Do you want to say that? If so, how are the many possible but non-actual
space-times related to one another, if at all? If not, what do you want to say
about S.H. ?
(2) How much extent is required?
Is the event of a quantum being emitted by a sodium atom's moving from a higher
to lower energetic state an Individual? (How does one kick that?) Are things
like vortices in a fluid, waves on the ocean, burstings into flame, explosions
all Individuals? (How does one kick them?) Is an acceleration an Individual?
(Say my truck goes from zero to 30 in about a minute when I set off to work
tomorrow. Is that acceleration an Individual? How does one kick it?)
(3) You say a type is identified by its members, which I take to mean
that if it has the same members, its the same type. That sounds like saying
that a type is a set. Is a type a set, in fact? If not, how do they differ from
sets? If they are, are all sets types? If not, what distinguishes the type-type
sets from the non-type-type sets?
(4) You say that a type can be a
member of a type (which is good, and not un-extensional.) Can a type be a
member of itself? More generally, can there be circles of type-membership, so
that A is a type of B is a type of C is a type of A ? If not, why not?
(5) Into which basic ontic
category would you put the following: the number three; the color purple; the
property of being square; the relation between people of being the natural mother of ;
the shape of a face (in the sense in which a death mask has the same shape as the face it is a casting of); the
Krebs cycle in cellular biology; Moby
Dick, the novel by Melville
(not any particular imprint or edition of it, but the work itself); a website
(c.f. the current W3C debates over the notion of an "information
resource"); an email message; the sentences in that same email message; a
substance (such as clay or air: not any particular piece of it, but the stuff
itself); a time-interval? I realize this is a longish list, but since you
have your identity criteria so well defined, you ought to be able to rattle
them off pretty quickly.
like the underlying formalism of
an ontology. I would add
immediately that this isnt a clear
boundary, but your list
here doesn't seem to be about the
world being described so
much as about the apparatus you
propose to use to describe it.
The following classification is closer to a description of the
permissible syntactic categories:
-Thing
-Individual
-Type
-Powertype
-TupleTyple
-IndividualType
-Name
-NameType
-tuple (thing, thing, thing, ...etc.)
-couple (thing, thing)
-superSubtype (type, type)
-typeInstance (type, thing)
-powertypeInstance (powertype,
type)
-nameTypeInstance (nametype,
name)
-namedBy (thing, name)
-triple (thing, thing, thing)
-quadruple (thing, thing, thing, thing)
-quintuple (thing, thing, thing, thing, thing)

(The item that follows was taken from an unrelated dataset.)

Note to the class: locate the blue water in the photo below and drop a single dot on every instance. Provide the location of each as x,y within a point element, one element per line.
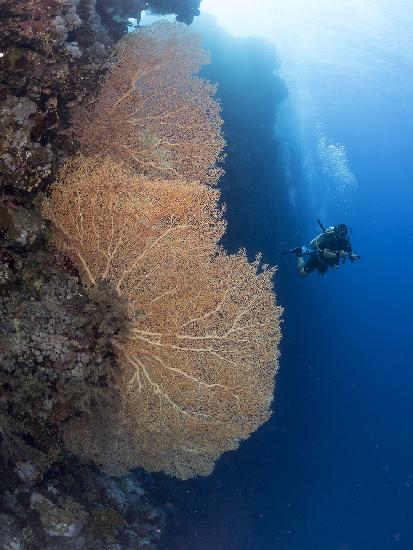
<point>332,469</point>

Common Logic, for example, is called a logic rather
than an ontology. But it is possible to define a dialect
of CL that uses the labels above to name the syntactic
features of CL.
- A thing is anything named by a CL name.

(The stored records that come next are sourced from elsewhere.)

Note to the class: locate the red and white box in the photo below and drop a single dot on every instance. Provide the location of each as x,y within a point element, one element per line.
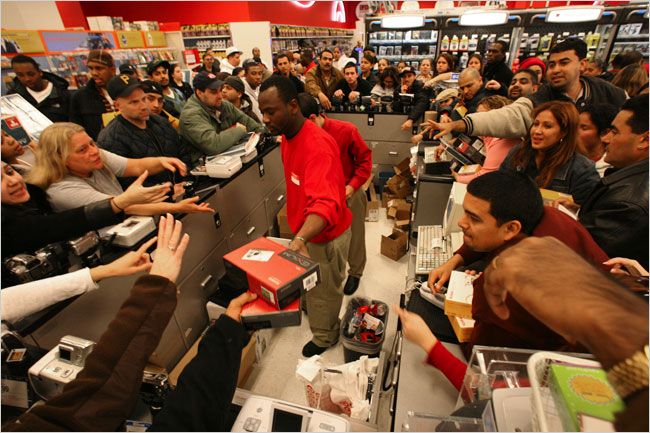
<point>277,274</point>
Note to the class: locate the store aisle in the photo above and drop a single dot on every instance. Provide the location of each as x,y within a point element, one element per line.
<point>383,279</point>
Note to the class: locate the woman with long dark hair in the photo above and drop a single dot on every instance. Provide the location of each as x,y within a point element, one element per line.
<point>550,154</point>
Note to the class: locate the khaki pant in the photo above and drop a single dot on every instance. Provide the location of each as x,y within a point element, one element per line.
<point>357,254</point>
<point>324,301</point>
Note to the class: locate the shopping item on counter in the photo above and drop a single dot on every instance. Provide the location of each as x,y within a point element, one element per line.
<point>340,389</point>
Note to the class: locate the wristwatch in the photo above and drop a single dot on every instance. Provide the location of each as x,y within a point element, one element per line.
<point>631,374</point>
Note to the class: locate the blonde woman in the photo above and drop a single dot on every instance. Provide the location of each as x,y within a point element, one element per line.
<point>75,172</point>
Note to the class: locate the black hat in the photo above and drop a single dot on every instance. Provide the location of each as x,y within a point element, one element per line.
<point>152,66</point>
<point>204,80</point>
<point>236,83</point>
<point>407,70</point>
<point>152,87</point>
<point>122,86</point>
<point>127,68</point>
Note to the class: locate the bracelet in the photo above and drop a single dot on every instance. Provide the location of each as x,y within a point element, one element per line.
<point>115,203</point>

- A type is a monadic relation that is used as a
restriction on a quantified name.
But as Pat said, the boundary isn't clear. You could say that
your system does make the following "ontological commitment":
- If there exists a thing x and a thing y, then there exists
a couple consisting of x and y.
In CLIF, that statement could be written as the following axiom:
(forall (x y) (exists (z) (= z (couple x y))))
However, this level of commitment is far below what you would
get from adopting any first-order logic plus some obvious
mathematical theories that can be axiomatized in FOL: sets,
functions, relations, integers, real numbers, etc.
But that is still very far from giving us an ontology that can
represent all the stuff of science, engineering, business, etc.